In [2]:
%%writefile Dockerfile
# Use the official Apache Beam SDK image as the base
FROM apache/beam_python3.10_sdk:2.53.0

RUN apt-get update && apt-get install -y

RUN pip install \
    google-cloud-pubsub \
    paramiko \
    google-cloud-secret-manager

# Download and install rclone
RUN curl -O https://downloads.rclone.org/rclone-current-linux-amd64.zip \
    && unzip rclone-current-linux-amd64.zip \
    && cd rclone-*-linux-amd64 \
    && cp rclone /usr/bin/ \
    && chown root:root /usr/bin/rclone \
    && chmod 755 /usr/bin/rclone \
    && mkdir -p /usr/local/share/man/man1 \
    && cp rclone.1 /usr/local/share/man/man1/
    # && mandb

# Fix protoco and gcp-storage problem
ENV PB_REL="https://github.com/protocolbuffers/protobuf/releases"
RUN curl -LO $PB_REL/download/v30.2/protoc-30.2-linux-x86_64.zip \
    && unzip protoc-30.2-linux-x86_64.zip -d /root/.local \
    && export PATH="$PATH:/root/.local/bin" \
    && pip install protobuf \
    && pip install --upgrade google-cloud-storage \
    && pip install --upgrade grpcio

# Set the working directory (optional, but good practice)
WORKDIR /app

# Copy your Beam pipeline code into the container
# COPY ./pipeline.py /app/pipeline.py


# You might want to set a default command to run your pipeline
ENTRYPOINT ["/opt/apache/beam/boot"]

Overwriting Dockerfile


In [2]:
%%writefile pipeline.py
import os
import subprocess
import csv
import tempfile

import apache_beam as beam
from apache_beam.options.pipeline_options import PipelineOptions



class RcloneMixin:
    def _prepare_rclone(self):
        import tempfile
      # PROJECT, SECRET, REMOTE, BUCKET configuration
        PROJECT       = 'omar-ismail-test-project'
        SECRET_NAME   = 'sftp_default_key'
        RCLONE_REMOTE = 'myvm' # you must setup the rclone for it to work
        REMOTE_DIR    = 'customer_test_data'

        HOST          = '34.69.92.10'
        USER          = 'omar_ismail'
        PORT          = 22
        GCS_BUCKET    = 'new_remove'
        from google.cloud import secretmanager
        # 1) Fetch key from Secret Manager
        client = secretmanager.SecretManagerServiceClient()
        name   = f"projects/{PROJECT}/secrets/{SECRET_NAME}/versions/latest"
        key_str = client.access_secret_version(request={"name": name}) \
                        .payload.data.decode('utf-8')
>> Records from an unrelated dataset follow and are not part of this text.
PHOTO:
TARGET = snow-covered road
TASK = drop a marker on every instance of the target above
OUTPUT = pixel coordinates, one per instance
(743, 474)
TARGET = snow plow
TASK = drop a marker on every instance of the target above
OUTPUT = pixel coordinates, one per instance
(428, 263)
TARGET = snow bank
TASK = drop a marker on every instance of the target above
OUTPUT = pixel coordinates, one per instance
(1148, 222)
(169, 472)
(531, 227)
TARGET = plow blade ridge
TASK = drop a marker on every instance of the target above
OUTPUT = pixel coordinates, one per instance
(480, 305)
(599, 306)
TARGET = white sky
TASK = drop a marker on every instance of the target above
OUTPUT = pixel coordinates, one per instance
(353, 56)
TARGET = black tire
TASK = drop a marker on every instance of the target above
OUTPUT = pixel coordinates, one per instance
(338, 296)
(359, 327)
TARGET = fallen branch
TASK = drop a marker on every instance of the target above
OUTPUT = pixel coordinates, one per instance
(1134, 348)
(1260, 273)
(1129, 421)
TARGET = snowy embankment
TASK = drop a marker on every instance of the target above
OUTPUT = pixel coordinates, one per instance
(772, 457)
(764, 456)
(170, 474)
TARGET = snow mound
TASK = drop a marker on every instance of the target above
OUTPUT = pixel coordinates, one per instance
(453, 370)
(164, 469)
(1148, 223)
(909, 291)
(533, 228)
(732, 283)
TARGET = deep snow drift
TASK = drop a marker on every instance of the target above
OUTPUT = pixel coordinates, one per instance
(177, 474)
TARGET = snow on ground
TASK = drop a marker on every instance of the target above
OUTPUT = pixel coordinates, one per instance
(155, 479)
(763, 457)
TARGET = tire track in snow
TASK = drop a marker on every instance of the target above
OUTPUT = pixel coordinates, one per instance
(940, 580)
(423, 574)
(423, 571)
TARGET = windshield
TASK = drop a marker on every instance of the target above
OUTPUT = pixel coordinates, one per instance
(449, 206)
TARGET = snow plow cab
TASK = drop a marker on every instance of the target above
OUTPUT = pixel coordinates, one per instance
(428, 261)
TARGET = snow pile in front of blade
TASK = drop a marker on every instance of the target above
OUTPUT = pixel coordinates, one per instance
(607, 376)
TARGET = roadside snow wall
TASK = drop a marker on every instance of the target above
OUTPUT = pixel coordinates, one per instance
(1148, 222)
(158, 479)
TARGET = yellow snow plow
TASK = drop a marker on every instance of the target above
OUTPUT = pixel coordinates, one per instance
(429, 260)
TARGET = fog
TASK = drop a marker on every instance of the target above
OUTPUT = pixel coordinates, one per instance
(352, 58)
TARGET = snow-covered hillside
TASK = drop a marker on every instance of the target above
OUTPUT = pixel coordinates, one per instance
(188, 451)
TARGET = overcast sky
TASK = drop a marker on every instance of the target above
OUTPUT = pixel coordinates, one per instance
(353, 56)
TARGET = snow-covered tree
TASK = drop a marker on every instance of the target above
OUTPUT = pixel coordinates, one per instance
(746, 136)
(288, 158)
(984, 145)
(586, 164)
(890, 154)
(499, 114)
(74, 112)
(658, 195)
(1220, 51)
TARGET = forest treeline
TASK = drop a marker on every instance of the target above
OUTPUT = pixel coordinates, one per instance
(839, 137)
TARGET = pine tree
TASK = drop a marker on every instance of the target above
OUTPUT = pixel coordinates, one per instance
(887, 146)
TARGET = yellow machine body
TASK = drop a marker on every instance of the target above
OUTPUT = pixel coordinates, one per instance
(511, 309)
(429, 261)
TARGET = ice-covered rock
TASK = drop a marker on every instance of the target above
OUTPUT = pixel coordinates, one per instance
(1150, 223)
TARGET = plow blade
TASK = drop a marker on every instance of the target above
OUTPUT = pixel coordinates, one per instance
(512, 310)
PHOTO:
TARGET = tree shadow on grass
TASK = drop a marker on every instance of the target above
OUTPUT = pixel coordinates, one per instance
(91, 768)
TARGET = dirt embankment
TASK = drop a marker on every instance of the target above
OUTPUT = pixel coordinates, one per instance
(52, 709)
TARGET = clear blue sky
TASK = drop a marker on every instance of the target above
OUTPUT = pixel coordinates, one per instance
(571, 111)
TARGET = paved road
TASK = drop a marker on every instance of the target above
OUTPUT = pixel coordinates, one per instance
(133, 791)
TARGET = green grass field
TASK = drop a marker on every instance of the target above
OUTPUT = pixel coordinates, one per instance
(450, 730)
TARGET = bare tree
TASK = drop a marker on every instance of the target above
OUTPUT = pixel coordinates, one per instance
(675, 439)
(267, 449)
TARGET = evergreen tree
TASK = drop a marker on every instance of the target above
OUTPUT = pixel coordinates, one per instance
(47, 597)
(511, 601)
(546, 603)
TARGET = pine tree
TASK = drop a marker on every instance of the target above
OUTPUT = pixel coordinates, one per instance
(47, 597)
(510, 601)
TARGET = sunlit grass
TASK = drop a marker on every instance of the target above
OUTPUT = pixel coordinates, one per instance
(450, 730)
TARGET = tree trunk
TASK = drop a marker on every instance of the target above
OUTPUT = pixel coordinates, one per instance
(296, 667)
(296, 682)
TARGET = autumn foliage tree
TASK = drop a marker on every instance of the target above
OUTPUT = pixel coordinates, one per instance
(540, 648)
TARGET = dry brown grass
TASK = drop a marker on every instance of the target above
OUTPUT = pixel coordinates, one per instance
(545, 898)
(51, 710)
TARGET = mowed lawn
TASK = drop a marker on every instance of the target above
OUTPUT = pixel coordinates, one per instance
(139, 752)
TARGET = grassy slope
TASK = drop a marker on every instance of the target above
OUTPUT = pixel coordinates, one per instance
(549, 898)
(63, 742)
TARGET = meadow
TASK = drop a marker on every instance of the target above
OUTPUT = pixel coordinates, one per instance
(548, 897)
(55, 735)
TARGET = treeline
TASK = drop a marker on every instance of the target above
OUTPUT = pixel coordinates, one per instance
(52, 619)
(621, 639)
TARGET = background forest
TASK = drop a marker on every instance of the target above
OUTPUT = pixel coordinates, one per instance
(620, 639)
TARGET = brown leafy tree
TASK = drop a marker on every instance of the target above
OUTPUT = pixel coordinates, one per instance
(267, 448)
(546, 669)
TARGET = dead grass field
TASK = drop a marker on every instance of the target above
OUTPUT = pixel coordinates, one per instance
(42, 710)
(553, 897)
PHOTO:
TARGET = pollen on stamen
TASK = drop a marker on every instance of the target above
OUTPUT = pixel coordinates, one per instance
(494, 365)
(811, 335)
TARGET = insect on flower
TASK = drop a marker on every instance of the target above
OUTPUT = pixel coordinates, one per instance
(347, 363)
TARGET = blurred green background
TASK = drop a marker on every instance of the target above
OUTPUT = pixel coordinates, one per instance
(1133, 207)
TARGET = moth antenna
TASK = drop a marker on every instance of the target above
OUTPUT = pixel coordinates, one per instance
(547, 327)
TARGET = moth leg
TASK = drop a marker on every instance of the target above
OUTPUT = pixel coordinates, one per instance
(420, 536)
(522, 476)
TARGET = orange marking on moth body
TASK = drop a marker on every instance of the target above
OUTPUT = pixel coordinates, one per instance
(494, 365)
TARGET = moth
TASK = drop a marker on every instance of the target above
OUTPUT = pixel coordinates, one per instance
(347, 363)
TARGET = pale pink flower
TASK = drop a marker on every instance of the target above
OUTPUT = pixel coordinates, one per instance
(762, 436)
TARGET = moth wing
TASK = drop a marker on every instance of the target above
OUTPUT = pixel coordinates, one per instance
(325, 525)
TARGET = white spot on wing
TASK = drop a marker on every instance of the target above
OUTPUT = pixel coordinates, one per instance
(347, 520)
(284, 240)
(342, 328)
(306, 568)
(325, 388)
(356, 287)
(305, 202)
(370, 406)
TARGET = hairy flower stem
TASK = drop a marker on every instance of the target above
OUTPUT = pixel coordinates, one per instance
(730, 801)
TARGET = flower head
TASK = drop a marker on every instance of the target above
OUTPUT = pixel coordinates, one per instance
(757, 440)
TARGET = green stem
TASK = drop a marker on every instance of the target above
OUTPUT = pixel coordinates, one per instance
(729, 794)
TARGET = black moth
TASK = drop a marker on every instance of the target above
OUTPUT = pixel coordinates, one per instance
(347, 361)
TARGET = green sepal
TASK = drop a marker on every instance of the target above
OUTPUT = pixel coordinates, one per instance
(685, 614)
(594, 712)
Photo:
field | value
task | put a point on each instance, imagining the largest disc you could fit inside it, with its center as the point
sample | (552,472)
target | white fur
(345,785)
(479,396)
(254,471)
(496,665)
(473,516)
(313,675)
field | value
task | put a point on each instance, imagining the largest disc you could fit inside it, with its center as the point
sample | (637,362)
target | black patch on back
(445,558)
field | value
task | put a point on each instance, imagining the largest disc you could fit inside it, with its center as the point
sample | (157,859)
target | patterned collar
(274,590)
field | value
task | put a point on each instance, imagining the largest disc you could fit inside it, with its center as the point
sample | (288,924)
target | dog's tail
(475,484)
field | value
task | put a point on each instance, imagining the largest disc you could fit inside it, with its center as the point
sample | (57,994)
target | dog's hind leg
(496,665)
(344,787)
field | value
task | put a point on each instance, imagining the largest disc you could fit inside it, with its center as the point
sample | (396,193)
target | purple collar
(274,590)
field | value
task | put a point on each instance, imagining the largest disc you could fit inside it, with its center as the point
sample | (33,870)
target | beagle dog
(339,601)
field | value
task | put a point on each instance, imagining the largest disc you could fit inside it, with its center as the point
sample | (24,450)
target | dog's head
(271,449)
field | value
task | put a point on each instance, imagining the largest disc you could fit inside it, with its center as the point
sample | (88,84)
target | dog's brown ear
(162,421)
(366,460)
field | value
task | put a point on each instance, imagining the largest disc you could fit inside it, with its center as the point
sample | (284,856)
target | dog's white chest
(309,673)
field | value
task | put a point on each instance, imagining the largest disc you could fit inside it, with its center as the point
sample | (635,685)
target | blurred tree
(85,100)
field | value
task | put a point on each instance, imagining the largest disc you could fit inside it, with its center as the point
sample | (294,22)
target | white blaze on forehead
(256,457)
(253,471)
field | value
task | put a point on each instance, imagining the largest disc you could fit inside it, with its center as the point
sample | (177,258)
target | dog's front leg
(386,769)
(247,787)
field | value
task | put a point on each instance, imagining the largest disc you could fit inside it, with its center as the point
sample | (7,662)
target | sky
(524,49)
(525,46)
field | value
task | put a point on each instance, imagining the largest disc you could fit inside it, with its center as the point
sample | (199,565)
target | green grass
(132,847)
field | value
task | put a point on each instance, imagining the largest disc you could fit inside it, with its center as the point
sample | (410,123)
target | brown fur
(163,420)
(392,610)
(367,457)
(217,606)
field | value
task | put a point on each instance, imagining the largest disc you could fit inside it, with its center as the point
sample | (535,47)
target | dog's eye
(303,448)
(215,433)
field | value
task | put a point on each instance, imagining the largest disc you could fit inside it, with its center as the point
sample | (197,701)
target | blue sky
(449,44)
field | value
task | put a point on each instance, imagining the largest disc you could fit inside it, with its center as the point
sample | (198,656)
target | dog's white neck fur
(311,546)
        # 2) Write key to secure temp file
        self.key_path = os.path.join(tempfile.gettempdir(), 'sftp_key')
        print(f"key location: {self.key_path}")
        with open(self.key_path, 'w') as f:
            f.write(key_str)
        os.chmod(self.key_path, 0o600)

        # 3) Write a minimal rclone.conf
        self.conf_path = os.path.join(tempfile.gettempdir(), 'rclone.conf')
        conf = f"""
[{RCLONE_REMOTE}]
type = sftp
host = {HOST}
user = {USER}
port = {PORT}
key_file = {self.key_path}
"""
        with open(self.conf_path, 'w') as f:
            f.write(conf.strip() + "\n")
        print("rclone configuration directory", self.conf_path)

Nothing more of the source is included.